# The most difficult piece ever and its most beautiful rendition



## Philip (Mar 22, 2011)

J.S. Bach: Suite No. 1 in E Minor, BWV 996, VI. Gigue by John Williams (guitar)

http://grooveshark.com/#!/search/song?q=John Williams Suite No. 1 in E Minor, BWV 996 - VI Gigue

(Click *Play All*)


----------



## Dimboukas (Oct 12, 2011)

The bourrée is fantastic.
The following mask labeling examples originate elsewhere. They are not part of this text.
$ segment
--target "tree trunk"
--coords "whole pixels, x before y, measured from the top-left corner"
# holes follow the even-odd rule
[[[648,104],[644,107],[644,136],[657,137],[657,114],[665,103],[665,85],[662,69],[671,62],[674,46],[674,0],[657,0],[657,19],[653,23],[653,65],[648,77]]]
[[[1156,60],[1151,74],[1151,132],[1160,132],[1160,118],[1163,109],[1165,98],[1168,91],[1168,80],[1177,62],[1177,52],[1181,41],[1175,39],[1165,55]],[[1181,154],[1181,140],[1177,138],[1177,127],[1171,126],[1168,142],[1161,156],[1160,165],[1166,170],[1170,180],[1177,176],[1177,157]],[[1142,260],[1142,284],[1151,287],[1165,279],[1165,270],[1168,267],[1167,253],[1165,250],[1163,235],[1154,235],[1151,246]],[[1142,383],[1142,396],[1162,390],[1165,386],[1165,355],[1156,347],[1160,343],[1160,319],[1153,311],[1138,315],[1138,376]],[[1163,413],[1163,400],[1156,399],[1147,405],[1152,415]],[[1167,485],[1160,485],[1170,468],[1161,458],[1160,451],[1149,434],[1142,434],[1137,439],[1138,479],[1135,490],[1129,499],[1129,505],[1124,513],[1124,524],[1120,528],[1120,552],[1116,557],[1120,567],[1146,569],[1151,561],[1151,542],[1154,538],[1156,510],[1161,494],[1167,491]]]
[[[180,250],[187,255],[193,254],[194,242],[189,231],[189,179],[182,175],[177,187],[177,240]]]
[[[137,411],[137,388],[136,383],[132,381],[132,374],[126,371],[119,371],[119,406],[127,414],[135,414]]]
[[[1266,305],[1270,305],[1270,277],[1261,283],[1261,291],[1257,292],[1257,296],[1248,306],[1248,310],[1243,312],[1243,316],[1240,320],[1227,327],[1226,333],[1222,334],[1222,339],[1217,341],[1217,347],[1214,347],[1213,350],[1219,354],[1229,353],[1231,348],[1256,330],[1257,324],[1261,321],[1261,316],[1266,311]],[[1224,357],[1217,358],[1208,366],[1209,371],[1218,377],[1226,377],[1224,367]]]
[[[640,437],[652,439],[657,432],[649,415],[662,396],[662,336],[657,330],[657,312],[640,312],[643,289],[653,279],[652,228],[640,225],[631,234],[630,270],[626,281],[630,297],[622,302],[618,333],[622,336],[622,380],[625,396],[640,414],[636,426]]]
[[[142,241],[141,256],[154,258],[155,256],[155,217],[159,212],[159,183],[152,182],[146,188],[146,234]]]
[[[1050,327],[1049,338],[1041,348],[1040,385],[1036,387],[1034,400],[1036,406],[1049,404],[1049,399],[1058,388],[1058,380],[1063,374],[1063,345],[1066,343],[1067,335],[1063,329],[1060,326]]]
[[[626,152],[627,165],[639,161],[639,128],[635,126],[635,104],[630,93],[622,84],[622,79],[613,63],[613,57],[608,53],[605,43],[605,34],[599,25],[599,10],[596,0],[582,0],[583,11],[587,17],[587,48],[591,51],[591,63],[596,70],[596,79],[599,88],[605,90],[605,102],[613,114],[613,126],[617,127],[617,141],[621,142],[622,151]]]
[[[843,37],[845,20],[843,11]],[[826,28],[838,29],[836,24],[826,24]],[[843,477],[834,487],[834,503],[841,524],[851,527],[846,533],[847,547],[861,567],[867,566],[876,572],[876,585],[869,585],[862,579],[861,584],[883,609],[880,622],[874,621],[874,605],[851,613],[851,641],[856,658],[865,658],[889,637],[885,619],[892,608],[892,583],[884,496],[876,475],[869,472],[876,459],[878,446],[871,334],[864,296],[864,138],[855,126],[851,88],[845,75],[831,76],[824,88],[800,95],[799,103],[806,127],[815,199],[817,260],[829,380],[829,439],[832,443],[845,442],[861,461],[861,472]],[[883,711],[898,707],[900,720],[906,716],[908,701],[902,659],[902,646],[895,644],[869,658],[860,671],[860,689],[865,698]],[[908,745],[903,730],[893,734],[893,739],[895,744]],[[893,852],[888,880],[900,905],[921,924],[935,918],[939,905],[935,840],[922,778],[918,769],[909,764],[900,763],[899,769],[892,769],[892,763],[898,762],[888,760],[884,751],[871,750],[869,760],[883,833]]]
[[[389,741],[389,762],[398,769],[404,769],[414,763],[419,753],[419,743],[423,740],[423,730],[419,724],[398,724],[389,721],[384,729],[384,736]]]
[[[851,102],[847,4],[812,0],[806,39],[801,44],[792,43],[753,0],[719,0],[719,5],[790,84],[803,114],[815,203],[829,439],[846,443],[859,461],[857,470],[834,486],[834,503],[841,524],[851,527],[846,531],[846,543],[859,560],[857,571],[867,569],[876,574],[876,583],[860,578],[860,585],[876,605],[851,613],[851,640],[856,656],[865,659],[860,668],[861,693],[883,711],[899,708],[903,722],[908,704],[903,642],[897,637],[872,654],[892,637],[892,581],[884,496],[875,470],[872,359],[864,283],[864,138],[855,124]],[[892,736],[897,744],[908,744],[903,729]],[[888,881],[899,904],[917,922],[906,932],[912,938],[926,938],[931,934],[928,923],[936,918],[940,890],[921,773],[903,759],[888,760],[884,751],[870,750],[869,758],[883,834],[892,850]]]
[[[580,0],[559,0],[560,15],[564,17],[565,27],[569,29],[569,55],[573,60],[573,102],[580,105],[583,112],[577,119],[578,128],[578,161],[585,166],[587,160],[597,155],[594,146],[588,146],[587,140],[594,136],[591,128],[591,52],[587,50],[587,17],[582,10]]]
I always loved it.


----------



## Polednice (Sep 13, 2009)

It turns out there is a tolerable piece by Bach after all.


----------



## Praeludium (Oct 9, 2011)

This certainly isn't the most difficult piece ever written (but it must be definitely very tough, like most of Bach's works played on the guitar), but thanks for the link anyway !


----------



## Kopachris (May 31, 2010)

Dimboukas said:


> The bourrée is fantastic. I always loved it.


I especially love Ian Anderson's rendition.


----------



## aleazk (Sep 30, 2011)

I like how he played the cadenza, not so the rest of the concert. But the cadenza is impeccable.


----------



## ComposerOfAvantGarde (Dec 2, 2011)

Dimboukas said:


> The bourrée is fantastic. I always loved it.


I hate the bourée. I played it a while back and I really hate it.


----------